And so he died a prisoner, Stanley Robert McCormick, seventy-two years old and his hair white as bone, handsome, tall and bereft till the last. Nurse Gleason was gone, along with her stalwart charms, and Muriel gave up visiting for her own life, and though the new doctor — Dr. Russell — had a shining golden buttercup of a secretary and there was a dietician with two breasts roaming around somewhere in the depths of the house and the Italian woman, Eddie O‘Kane’s wife, cooked on in the kitchen, Stanley never got to touch any of them or hold them in his arms the way his mother had held him or the way Katherine had. She came to visit almost every day, Katherine, or every other day, because sometimes he didn’t want to see her, just refused, flatly and absolutely, and no one to make him say different, and she came haunting the streets all the way from her house in downtown Santa Barbara with the grand modern rooms and the gymnasium she’d built for him to use when he came visiting, but he never came visiting.

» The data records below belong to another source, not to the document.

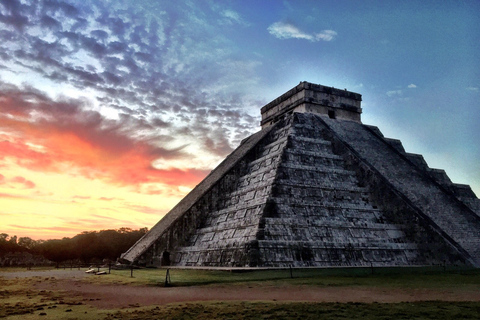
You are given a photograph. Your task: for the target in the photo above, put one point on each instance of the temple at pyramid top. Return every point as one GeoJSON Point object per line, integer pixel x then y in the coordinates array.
{"type": "Point", "coordinates": [317, 188]}
{"type": "Point", "coordinates": [314, 98]}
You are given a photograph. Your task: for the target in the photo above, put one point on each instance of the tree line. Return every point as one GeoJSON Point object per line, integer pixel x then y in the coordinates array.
{"type": "Point", "coordinates": [84, 248]}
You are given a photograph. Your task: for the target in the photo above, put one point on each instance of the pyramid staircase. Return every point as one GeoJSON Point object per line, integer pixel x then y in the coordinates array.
{"type": "Point", "coordinates": [310, 190]}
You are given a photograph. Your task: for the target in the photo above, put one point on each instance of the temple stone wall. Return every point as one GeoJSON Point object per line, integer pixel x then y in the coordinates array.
{"type": "Point", "coordinates": [314, 188]}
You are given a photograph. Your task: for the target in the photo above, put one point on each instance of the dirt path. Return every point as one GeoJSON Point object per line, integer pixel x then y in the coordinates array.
{"type": "Point", "coordinates": [122, 296]}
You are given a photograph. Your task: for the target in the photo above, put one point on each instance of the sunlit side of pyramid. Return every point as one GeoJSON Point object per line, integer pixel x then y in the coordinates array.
{"type": "Point", "coordinates": [314, 188]}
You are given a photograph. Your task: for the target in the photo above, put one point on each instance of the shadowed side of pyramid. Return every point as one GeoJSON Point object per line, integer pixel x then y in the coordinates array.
{"type": "Point", "coordinates": [315, 187]}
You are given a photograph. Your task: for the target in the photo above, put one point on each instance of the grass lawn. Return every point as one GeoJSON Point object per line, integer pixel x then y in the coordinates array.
{"type": "Point", "coordinates": [20, 300]}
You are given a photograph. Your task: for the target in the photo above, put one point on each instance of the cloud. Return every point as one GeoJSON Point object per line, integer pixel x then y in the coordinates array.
{"type": "Point", "coordinates": [24, 183]}
{"type": "Point", "coordinates": [326, 35]}
{"type": "Point", "coordinates": [232, 17]}
{"type": "Point", "coordinates": [283, 30]}
{"type": "Point", "coordinates": [394, 93]}
{"type": "Point", "coordinates": [49, 135]}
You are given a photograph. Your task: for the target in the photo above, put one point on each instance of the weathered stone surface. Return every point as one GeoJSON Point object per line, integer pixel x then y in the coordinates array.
{"type": "Point", "coordinates": [314, 189]}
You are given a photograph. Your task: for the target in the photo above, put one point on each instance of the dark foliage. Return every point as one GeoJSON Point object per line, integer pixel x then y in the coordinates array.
{"type": "Point", "coordinates": [87, 247]}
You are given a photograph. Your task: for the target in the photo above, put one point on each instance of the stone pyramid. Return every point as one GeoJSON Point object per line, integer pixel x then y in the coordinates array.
{"type": "Point", "coordinates": [315, 188]}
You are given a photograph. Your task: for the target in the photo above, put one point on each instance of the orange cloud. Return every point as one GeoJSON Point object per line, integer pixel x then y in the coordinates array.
{"type": "Point", "coordinates": [59, 136]}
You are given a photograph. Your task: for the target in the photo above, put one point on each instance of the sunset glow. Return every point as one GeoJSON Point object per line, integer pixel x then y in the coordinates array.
{"type": "Point", "coordinates": [110, 112]}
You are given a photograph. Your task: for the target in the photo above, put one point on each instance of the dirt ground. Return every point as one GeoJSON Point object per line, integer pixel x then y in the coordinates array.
{"type": "Point", "coordinates": [123, 296]}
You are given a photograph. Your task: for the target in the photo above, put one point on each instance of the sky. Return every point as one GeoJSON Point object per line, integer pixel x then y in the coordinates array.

He couldn’t touch her either, because he’d been up in the Yukon Territory with Sitka Charley and the Malemute Kid and whole considerable teams of dogs and she wasn’t woman enough for him — no, she was an old lady, of the very properest and stiffest sort, and she sat and read to him from the paper and made him kiss her on the cheek every time she came and went. Then he became ill with pneumonia and all the florid faces and vivid formless things came back to him again and inhabited him and raised an unholy yowl of voices inside him, and the Judges were there too in their flapping black robes and no surcease. He was thirty-one years old when he was blocked the first time and he was worth six million dollars and he knew all about that because he was the comptroller and could add up two columns of figures as well as any man or mathematician alive. And when he died finally and was finally released into a world without walls or bars or restraints, he was worth thirty-four million and more, because it wasn’t his money they’d locked up — it was his body. And his mind.
Katherine inherited that money, all of it, and everything else too — the properties in Chicago that were minted of gold, the securities and stocks, Stanley’s eight grades of underwear and the house at Riven Rock with the bars on the windows and the eighty-seven acres with their views of the stunned and scoured islands and the nurses who were all through with nursing now. She sold the estate to pay the inheritance taxes and she took what was left to seed the causes and institutions she believed in — MIT, the League of Women Voters, the Santa Barbara Art Museum and Dr. Gregory Pincus, an old friend of Roy Hoskins, who developed a little yellow progesterone-based pill that would free women forever from sexual constraint. All that was to the good, but she lost the court case, despite what the newspapers said. Kempf was sent packing, that much she’d accomplished, but the McCormicks were still there in all their obstinacy and immovability and the judge had added three whisker-pulling male physicians to the board of guardians and all the wrangling went on and on. It was a partial victory, she supposed, but there was little consolation in that. Because she never did get the thing she wanted most — her husband — not until he was dead.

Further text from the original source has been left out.